The Future of Quantum Hardware
Delivering 10X the Quantum Performance Each Year
The System Model H1, Powered by Honeywell, is our first generation quantum computer. Since being released in 2020, H1 has improved its Quantum Volume from QV = 128 to QV = 524,288, and is the first quantum computer to set numerous quantum volume records on its path to current performance of 524,288. System Model H1 features industry-leading performance and unique capabilities such as all-to-all connectivity, mid-circuit measurement, conditional logic, and qubit reuse.
The System Model H2, Powered by Honeywell, is our second generation of quantum computers with a new racetrack-shaped trap. Featuring 32 fully-connected qubits, we show that Quantinuum's QCCD architecture can scale up in qubit number without reducing the gate fidelities or trading-off on the unique capabilities. Quantinuum’s H2 has a quantum volume of 65,536 (216) and maintains the highest commercially available two-qubit gate fidelity of 99.8%.
Building Economic Value
Quantinuum has a unique model for hardware development. We are accelerating the economic value of the computer. Customers have access to our most powerful machines which means they take advantage of our continuous upgrade of fidelity, quantum volume, speed, and the number of qubits.
The Power of Quantum Volume
Quantum Volume is a measurement created by IBM. Generally, the larger the Quantum Volume of a quantum computer, the more complex the problems a computer can solve. Quantum performance is not about how many qubits you have, it’s about how effective your qubits are.
The Quantum Volume of the System Model H2, Powered by Honeywell, has been measured at 65,536 and the Quantum Volume of the System Model H1, Powered by Honeywell, has been measured at 524,288.
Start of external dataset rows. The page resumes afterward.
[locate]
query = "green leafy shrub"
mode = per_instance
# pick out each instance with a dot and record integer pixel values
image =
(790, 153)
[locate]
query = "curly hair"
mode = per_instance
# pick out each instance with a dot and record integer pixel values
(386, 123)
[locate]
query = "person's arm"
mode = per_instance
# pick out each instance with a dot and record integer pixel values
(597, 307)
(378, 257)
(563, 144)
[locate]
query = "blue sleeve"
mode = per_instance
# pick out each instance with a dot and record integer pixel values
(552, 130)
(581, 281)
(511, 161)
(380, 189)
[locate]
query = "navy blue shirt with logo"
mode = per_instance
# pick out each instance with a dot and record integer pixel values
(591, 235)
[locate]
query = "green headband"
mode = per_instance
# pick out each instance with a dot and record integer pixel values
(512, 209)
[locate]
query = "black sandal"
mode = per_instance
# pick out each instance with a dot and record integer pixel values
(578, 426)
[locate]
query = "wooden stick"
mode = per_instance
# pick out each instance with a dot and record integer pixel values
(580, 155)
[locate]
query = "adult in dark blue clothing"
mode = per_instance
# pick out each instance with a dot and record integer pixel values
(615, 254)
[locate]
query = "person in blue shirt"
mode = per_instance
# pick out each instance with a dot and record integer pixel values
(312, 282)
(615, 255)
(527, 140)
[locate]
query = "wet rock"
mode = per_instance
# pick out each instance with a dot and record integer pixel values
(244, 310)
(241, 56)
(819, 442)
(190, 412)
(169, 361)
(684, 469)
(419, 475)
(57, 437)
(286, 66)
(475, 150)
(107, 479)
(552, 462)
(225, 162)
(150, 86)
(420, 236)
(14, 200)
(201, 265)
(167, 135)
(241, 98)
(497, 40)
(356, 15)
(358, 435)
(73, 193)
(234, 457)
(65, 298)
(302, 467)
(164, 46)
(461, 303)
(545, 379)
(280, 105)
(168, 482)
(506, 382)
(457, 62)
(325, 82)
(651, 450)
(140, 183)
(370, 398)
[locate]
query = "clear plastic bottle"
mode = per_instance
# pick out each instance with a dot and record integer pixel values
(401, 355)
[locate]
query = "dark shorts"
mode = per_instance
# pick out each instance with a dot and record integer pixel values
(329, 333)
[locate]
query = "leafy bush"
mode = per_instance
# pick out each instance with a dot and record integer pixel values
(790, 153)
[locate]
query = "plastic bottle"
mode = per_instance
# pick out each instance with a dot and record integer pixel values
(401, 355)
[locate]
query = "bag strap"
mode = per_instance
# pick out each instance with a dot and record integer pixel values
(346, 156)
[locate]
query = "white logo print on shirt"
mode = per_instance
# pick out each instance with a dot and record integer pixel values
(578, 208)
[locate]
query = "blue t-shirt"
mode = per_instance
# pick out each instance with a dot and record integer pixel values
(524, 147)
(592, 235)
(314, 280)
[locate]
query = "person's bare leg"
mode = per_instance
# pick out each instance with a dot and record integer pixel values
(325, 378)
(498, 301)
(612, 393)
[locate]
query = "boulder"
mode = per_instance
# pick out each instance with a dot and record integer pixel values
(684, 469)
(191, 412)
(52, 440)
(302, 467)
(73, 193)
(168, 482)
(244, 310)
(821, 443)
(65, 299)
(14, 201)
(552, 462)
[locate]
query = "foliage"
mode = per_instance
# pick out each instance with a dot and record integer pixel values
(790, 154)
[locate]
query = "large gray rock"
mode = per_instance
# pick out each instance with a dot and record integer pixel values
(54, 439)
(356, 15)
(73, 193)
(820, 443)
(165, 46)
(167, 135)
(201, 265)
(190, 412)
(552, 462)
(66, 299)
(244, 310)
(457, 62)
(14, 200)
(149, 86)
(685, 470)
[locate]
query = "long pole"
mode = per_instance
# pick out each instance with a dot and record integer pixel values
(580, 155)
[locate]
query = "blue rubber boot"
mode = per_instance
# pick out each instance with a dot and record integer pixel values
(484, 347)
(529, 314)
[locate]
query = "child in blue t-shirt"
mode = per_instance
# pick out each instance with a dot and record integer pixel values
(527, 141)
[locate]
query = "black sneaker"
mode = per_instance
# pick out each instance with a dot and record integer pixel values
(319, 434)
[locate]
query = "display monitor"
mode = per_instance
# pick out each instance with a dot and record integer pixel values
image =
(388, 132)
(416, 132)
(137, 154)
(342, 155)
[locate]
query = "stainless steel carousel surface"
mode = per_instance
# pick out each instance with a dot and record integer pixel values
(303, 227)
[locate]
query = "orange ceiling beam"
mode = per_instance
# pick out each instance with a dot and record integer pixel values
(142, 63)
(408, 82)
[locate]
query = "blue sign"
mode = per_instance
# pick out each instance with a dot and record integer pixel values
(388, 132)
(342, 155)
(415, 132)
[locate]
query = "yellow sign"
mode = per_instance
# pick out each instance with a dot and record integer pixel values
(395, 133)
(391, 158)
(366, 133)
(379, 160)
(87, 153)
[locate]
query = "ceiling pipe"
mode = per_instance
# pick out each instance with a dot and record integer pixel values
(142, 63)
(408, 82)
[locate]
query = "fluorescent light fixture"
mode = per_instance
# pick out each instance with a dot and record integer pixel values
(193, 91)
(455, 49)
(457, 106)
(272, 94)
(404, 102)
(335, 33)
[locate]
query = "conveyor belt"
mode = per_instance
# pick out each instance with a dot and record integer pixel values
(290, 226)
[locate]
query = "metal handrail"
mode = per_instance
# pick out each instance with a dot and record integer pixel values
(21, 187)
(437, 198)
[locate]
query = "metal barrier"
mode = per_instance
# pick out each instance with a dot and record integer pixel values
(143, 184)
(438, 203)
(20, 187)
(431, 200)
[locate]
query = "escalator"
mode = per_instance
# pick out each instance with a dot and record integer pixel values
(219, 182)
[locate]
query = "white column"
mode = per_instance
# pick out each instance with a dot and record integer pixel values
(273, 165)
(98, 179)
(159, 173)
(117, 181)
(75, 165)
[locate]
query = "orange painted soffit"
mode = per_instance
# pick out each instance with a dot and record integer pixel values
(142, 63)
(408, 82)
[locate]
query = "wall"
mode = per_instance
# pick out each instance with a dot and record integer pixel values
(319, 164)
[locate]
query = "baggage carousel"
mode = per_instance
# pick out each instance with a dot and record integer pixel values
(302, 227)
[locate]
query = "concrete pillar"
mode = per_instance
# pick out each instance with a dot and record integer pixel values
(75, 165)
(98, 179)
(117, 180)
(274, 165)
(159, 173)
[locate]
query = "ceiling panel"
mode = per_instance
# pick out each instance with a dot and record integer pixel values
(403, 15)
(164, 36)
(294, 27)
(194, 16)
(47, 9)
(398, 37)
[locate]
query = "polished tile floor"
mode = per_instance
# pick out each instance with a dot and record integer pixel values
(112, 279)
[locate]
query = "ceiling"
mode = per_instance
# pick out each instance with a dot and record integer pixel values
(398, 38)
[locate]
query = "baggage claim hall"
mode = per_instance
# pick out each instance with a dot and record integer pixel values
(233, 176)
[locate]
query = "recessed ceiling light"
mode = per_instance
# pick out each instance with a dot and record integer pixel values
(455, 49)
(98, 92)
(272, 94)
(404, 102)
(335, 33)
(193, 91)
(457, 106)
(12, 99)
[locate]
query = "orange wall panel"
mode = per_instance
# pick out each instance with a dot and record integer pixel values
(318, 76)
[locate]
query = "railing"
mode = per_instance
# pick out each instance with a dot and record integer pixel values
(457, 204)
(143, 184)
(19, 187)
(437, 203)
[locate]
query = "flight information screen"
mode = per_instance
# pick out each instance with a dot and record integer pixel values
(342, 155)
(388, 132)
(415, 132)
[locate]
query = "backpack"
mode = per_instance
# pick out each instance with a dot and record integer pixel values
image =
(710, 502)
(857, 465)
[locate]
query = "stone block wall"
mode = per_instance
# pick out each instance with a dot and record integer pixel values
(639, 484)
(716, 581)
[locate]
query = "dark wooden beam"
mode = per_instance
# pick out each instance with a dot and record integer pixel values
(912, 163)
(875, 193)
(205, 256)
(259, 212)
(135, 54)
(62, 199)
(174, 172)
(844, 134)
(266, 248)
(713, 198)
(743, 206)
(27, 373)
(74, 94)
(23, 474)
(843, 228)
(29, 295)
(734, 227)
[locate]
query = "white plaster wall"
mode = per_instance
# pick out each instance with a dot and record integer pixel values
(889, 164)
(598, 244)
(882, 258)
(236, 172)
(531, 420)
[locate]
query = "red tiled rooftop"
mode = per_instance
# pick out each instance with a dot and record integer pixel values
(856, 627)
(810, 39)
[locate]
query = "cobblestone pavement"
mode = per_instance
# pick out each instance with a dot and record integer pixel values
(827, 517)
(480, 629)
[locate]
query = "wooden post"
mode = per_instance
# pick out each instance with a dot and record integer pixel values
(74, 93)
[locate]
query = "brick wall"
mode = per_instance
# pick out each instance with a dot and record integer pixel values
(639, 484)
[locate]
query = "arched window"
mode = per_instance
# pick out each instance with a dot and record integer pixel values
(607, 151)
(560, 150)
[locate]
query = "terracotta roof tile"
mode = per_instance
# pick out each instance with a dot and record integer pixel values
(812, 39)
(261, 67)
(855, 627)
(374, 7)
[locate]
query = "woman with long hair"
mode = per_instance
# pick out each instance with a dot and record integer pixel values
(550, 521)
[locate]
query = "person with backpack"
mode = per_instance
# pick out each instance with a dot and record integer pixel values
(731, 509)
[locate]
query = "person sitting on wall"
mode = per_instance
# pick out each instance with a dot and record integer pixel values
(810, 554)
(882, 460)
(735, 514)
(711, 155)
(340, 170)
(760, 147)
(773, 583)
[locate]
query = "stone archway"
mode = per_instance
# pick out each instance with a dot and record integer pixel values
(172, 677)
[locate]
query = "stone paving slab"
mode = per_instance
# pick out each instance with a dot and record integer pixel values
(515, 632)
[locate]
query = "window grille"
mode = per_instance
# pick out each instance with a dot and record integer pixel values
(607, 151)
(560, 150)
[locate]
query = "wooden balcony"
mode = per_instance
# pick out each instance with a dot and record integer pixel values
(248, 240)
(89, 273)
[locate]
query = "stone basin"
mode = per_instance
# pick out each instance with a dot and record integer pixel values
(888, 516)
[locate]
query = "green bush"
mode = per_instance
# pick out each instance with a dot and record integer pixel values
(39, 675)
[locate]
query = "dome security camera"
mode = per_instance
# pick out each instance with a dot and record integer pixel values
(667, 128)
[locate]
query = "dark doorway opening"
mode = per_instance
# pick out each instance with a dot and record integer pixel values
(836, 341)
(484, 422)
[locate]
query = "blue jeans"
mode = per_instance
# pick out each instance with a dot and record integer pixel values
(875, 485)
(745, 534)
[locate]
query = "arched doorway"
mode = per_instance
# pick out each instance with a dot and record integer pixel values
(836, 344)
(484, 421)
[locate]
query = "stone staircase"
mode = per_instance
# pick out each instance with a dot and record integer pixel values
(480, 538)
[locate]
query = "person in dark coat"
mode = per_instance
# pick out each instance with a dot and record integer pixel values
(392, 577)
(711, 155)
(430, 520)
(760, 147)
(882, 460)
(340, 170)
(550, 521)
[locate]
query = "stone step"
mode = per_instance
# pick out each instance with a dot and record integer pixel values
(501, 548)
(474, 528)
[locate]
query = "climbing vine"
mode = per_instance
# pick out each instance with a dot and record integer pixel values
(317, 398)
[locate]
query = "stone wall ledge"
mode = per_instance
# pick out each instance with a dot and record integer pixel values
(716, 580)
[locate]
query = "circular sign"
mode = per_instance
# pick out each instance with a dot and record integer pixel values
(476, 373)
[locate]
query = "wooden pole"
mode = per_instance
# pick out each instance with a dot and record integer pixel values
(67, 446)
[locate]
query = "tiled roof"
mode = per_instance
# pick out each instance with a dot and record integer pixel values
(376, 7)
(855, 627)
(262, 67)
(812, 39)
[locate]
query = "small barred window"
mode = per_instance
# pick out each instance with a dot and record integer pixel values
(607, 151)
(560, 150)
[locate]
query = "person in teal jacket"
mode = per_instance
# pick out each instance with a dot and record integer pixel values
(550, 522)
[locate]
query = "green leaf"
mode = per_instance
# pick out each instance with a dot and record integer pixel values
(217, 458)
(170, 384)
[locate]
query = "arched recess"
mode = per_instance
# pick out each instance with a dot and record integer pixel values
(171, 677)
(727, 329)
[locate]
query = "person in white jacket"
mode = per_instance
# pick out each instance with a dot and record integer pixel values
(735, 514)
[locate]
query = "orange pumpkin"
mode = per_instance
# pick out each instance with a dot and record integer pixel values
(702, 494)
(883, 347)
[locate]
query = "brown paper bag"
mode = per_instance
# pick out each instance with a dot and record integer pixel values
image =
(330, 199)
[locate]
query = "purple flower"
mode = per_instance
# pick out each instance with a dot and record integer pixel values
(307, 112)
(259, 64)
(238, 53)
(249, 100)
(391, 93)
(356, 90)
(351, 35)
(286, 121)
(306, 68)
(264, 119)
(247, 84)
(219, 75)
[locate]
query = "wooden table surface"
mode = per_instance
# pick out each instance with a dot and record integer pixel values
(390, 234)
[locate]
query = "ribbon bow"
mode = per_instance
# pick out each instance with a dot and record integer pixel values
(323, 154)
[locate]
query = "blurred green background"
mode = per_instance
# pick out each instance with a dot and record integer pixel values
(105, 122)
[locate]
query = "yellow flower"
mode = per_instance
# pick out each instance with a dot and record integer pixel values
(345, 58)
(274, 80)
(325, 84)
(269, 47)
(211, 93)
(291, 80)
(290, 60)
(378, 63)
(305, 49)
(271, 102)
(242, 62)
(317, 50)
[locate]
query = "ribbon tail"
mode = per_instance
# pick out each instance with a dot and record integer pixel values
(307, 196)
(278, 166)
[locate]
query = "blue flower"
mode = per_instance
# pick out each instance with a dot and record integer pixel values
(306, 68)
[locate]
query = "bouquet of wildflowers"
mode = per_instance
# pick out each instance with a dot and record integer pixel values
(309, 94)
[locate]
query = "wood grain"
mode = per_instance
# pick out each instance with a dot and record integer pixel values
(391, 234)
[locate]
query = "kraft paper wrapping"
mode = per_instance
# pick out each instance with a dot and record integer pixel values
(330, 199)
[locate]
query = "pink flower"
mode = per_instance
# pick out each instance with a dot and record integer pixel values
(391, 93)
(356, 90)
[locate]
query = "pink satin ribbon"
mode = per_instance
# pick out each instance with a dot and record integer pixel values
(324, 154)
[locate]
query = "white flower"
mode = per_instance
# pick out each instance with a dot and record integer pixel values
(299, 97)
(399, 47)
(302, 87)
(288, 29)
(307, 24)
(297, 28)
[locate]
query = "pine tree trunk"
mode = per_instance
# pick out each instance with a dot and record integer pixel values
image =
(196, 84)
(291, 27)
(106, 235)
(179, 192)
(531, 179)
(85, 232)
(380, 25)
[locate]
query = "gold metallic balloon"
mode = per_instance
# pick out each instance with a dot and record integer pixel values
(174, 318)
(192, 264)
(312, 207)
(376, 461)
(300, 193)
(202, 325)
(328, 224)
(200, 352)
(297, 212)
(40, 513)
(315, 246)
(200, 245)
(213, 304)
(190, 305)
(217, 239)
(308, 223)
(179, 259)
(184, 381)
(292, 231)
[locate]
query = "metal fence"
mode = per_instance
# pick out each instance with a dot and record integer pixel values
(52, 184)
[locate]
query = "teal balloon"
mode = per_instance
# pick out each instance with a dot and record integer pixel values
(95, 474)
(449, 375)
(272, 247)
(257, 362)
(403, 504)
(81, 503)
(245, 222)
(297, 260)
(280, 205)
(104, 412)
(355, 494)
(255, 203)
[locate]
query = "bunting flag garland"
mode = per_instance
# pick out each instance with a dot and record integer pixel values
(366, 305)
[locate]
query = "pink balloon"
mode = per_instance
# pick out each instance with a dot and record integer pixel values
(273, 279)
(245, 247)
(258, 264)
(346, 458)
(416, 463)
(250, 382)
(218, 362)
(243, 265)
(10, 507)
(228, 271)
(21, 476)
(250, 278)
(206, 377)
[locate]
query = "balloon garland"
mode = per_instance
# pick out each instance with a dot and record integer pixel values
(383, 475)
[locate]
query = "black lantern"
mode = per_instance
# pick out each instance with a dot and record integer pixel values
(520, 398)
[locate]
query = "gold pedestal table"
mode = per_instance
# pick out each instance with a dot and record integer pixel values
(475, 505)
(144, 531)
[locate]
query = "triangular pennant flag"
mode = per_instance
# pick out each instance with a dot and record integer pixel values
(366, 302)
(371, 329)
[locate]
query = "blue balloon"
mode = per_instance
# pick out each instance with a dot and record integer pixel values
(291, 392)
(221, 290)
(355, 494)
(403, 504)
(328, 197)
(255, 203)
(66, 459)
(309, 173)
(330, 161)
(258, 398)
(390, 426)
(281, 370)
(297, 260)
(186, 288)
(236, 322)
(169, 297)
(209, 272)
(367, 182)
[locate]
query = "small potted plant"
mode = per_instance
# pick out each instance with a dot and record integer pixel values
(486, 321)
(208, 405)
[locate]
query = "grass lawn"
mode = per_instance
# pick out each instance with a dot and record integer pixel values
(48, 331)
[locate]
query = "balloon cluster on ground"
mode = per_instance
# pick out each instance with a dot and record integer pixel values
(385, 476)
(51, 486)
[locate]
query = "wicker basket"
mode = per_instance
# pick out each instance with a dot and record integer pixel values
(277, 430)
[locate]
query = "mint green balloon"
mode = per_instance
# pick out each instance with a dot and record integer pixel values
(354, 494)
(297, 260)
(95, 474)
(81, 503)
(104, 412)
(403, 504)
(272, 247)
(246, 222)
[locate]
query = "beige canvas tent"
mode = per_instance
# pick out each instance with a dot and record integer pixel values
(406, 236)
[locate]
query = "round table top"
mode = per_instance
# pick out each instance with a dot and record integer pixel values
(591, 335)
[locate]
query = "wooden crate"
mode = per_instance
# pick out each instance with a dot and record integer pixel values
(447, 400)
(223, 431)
Why Trapped-ion QCCD Quantum Computing?
We have focused on trapped-ion computing in the QCCD architecture because it allows for maximum flexibility in algorithmic design, and enables a clear path to scaling while maintaining the extremely high fidelity operations already demonstrated in few-qubit ion experiments. With the H1 system, we have deployed a full stack 20-qubit universal quantum computer with two-qubit gate fidelities of 99.87%, comparable to the best fidelities demonstrated in leading proof-of-principle two-qubit experiments.
In addition, our hardware architecture allows for mid-circuit measurement. In the middle of executing an algorithm, you can measure select qubits without inadvertently measuring others, process the measurement results using classical algorithms in real time, and condition future operations in the circuits based on the results of that processing. This capability is crucial for the ultimate goal of creating fault-tolerant quantum computers, and enabled the first ever demonstration of real-time quantum error correction. In certain cases, mid-circuit measurement also enables us to effectively run algorithms that require more physical qubits than currently exist in the H-Series quantum computers, such as our recent study of critical properties of the transverse-field Ising model on 128 qubits.
Finally, by moving and regrouping qubits into arbitrary pairs in the middle of a circuit with near perfect fidelity, our hardware provides “all-to-all connectivity”. This flexible connectivity allows us to reduce computational steps and overhead in many near-term use cases of quantum computers, thereby providing higher-fidelity results.